Il explique ainsi son engagement : « Je me suis officiellement lancé en décembre mais je travaille sur le sujet depuis plus d’un an et demi. Avant, j’étais dans la vie active, beaucoup de choses m’accaparaient. Désormais, je suis à la retraite. J’ai eu beaucoup de temps pour réfléchir, analyser et discuter. Si je ne suis pas élu, ça ne changera pas ma vie. J’espère surtout que ma candidature permettra que la ville soit gérée complètement différemment. Il y a un boulot terrible à faire. »
### Un duel politique tendu avec la maire sortante
La campagne est marquée par des échanges vifs entre Blanco et Maider Arosteguy. Critiqué en décembre sur son bilan de gestionnaire, l’ancien numéro 15 a riposté en valorisant ses succès d’entrepreneur, notamment dans la thalassothérapie, ainsi que son rôle majeur dans l’âge d’or du rugby biarrot. Il accuse la maire d’avoir « trompé tout le monde » concernant le dossier du stade et d’avoir « détruit le rugby à Biarritz ».

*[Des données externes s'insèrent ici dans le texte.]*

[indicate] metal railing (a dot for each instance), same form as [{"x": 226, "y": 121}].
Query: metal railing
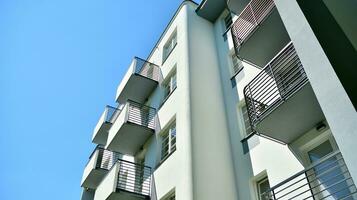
[
  {"x": 106, "y": 159},
  {"x": 249, "y": 19},
  {"x": 111, "y": 113},
  {"x": 146, "y": 69},
  {"x": 141, "y": 114},
  {"x": 328, "y": 178},
  {"x": 134, "y": 178},
  {"x": 282, "y": 77},
  {"x": 138, "y": 114}
]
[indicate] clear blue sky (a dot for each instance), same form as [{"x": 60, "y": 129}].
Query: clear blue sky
[{"x": 60, "y": 64}]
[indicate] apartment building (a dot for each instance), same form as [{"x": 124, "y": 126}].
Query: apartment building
[{"x": 237, "y": 100}]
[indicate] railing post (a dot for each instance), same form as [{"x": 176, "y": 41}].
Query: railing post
[
  {"x": 307, "y": 179},
  {"x": 272, "y": 191},
  {"x": 253, "y": 105},
  {"x": 274, "y": 78},
  {"x": 252, "y": 11}
]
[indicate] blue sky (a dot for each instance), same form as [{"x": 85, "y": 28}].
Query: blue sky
[{"x": 60, "y": 64}]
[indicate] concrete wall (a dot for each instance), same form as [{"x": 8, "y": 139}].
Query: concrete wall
[
  {"x": 213, "y": 171},
  {"x": 333, "y": 99},
  {"x": 175, "y": 172},
  {"x": 87, "y": 194},
  {"x": 261, "y": 158}
]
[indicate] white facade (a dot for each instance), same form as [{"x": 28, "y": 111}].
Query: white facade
[{"x": 199, "y": 148}]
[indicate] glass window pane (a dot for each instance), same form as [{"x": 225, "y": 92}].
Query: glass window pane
[{"x": 263, "y": 187}]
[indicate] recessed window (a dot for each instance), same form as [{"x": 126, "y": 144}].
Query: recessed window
[
  {"x": 237, "y": 65},
  {"x": 247, "y": 127},
  {"x": 169, "y": 46},
  {"x": 228, "y": 21},
  {"x": 168, "y": 144},
  {"x": 171, "y": 196},
  {"x": 169, "y": 85},
  {"x": 262, "y": 188}
]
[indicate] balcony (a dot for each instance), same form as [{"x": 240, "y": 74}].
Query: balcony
[
  {"x": 133, "y": 126},
  {"x": 328, "y": 178},
  {"x": 259, "y": 33},
  {"x": 125, "y": 181},
  {"x": 138, "y": 83},
  {"x": 100, "y": 161},
  {"x": 280, "y": 101},
  {"x": 100, "y": 133}
]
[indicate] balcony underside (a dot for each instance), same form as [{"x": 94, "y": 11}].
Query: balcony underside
[
  {"x": 265, "y": 41},
  {"x": 101, "y": 136},
  {"x": 130, "y": 138},
  {"x": 237, "y": 6},
  {"x": 94, "y": 178},
  {"x": 138, "y": 88},
  {"x": 124, "y": 195},
  {"x": 286, "y": 121}
]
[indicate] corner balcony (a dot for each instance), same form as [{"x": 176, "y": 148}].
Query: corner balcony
[
  {"x": 139, "y": 82},
  {"x": 134, "y": 125},
  {"x": 125, "y": 181},
  {"x": 100, "y": 133},
  {"x": 280, "y": 101},
  {"x": 259, "y": 33},
  {"x": 100, "y": 161},
  {"x": 328, "y": 178}
]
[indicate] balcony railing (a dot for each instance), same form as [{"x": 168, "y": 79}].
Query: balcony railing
[
  {"x": 282, "y": 77},
  {"x": 141, "y": 115},
  {"x": 328, "y": 178},
  {"x": 249, "y": 19},
  {"x": 138, "y": 114},
  {"x": 146, "y": 69},
  {"x": 134, "y": 178},
  {"x": 106, "y": 159}
]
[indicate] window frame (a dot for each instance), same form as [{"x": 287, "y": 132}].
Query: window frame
[
  {"x": 171, "y": 82},
  {"x": 169, "y": 46},
  {"x": 240, "y": 68},
  {"x": 169, "y": 135},
  {"x": 257, "y": 185},
  {"x": 242, "y": 121}
]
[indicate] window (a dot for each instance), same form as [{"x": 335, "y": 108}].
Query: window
[
  {"x": 228, "y": 21},
  {"x": 172, "y": 196},
  {"x": 169, "y": 85},
  {"x": 236, "y": 64},
  {"x": 168, "y": 141},
  {"x": 247, "y": 127},
  {"x": 262, "y": 188},
  {"x": 169, "y": 46}
]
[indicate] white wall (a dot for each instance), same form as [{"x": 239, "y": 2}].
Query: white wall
[
  {"x": 333, "y": 99},
  {"x": 263, "y": 155}
]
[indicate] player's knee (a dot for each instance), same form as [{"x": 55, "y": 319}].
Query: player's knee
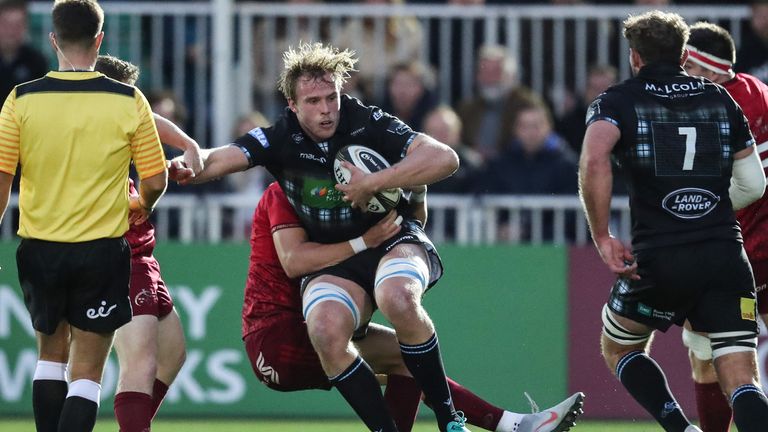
[
  {"x": 618, "y": 340},
  {"x": 400, "y": 283},
  {"x": 700, "y": 353},
  {"x": 331, "y": 315},
  {"x": 139, "y": 369},
  {"x": 725, "y": 343}
]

Dans une mise en garde sans concession, il déclare : « Je sais que je rentre dans un monde de requins. On ne peut pas maîtriser la jalousie dans la vie. J’ai construit une thalasso, créé 400 emplois, participé au développement économique d’Hendaye et à celui du rugby à Biarritz, devenue l’équipe la plus forte de France durant un certain nombre d’années. Comment voulez-vous que je sois blessé par quelqu’un n’a jamais rien fait de sa vie ? Elle est une pièce rapportée qui ne mérite plus d’être ici. Surtout, moi, je n’invente pas la vérité. Elle a détruit le rugby à Biarritz. »
### L’avenir du Biarritz Olympique en suspens
Interrogé sur l’avenir du Biarritz Olympique, évoluant en Pro D2, et sur la position de son actionnaire majoritaire, le milliardaire Pierre-Édouard Stérin, Serge Blanco se montre prudent : « Je ne porte aucun jugement car je ne le connais pas. […] Si je suis élu, je présume qu’il me dira très exactement quel est son projet. »
Ainsi, l’ancien champion prépare un nouveau défi, celui de conduire Biarritz vers un avenir différent, loin des clivages traditionnels, au bénéfice de ses habitants et de son identité sportive.